SA Bugzilla – Bug 5145
[review] M::SA::ArchiveIterator::scan_file() eats headers, rendering them lost if INPUT is STDIN
Last modified: 2006-12-11 11:37:56 UTC
If $self->{determine_receive_date} is true (which there is four ways it can be), scan_file() will read the headers to feed them to M::SA::Util::receive_date(). Unfortunately, this causes them to be lost if a target is '-' (stdin). Easiest fix would probably be always to write standard input to a temporary file in sa-learn (not only if mb[o]x format is specified). (By the way, what if you run $ sa-learn --spam file1 :mbox:- < mbox1 ? The code in sa-learn only checks $targets[0].)
I'd just like to put in a big vote for this bug. It bites me time after time. It would be better for sa-learn to refuse to work from stdin than have the current, broken, behaviour.
(In reply to comment #0) > If $self->{determine_receive_date} is true (which there is four ways it can > be), scan_file() will read the headers to feed them to > M::SA::Util::receive_date(). Unfortunately, this causes them to be lost if a > target is '-' (stdin). Hrm. Yeah, AI doesn't handle STDIN so well. It really expects to get a list of files and directories, STDIN/"-" is this extra hackish thing mostly because perl will accept "-" for open(). > Easiest fix would probably be always to write standard input to a temporary > file in sa-learn (not only if mb[o]x format is specified).
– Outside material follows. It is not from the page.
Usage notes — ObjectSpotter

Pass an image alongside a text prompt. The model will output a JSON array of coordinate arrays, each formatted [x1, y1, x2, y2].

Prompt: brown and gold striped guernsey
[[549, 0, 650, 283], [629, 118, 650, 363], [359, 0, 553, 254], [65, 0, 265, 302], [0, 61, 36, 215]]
I can live with that. > $ sa-learn --spam file1 :mbox:- < mbox1 > ? The code in sa-learn only checks $targets[0].) Part of me would want to tell you to just run "sa-learn --spam file1 :mbox:mbox1" which will work fine. So IMO what should happen is: a) go through all the targets and look for "-" b) the first time "-" is found, generate a temp file and shove STDIN into it c) if "-" is found more than once, remove it from the target list I'm tempted to remove the current hackish STDIN/"-" support from ArchiveIterator and just make it only deal with proper files and directories, perhaps even punting when it gets "-". I'll see if I can get a patch done up this week.
Created attachment 3760 [details] suggested patch Ok, this puts a more comprehensive STDIN handler in spamassassin and sa-learn as per my previous comment. It also modified ArchiveIterator slightly to specifically skip "-" and not do any special handling. (I thought about having AI modify the target listing, but since a random new temp is generated, the caller needs to know about it, so the caller really has to deal with this, hence AI now explicitly not dealing with it.)
Looks good, tested. +1
+1
[dos@FC5-VPC 3.1]$ svn ci -m "bug 5145: better deal with STDIN in spamassassin and sa-learn, since ArchiveIterator doesn't deal with it so well" Sending lib/Mail/SpamAssassin/ArchiveIterator.pm Sending sa-learn.raw Sending spamassassin.raw Transmitting file data ... Committed revision 485836.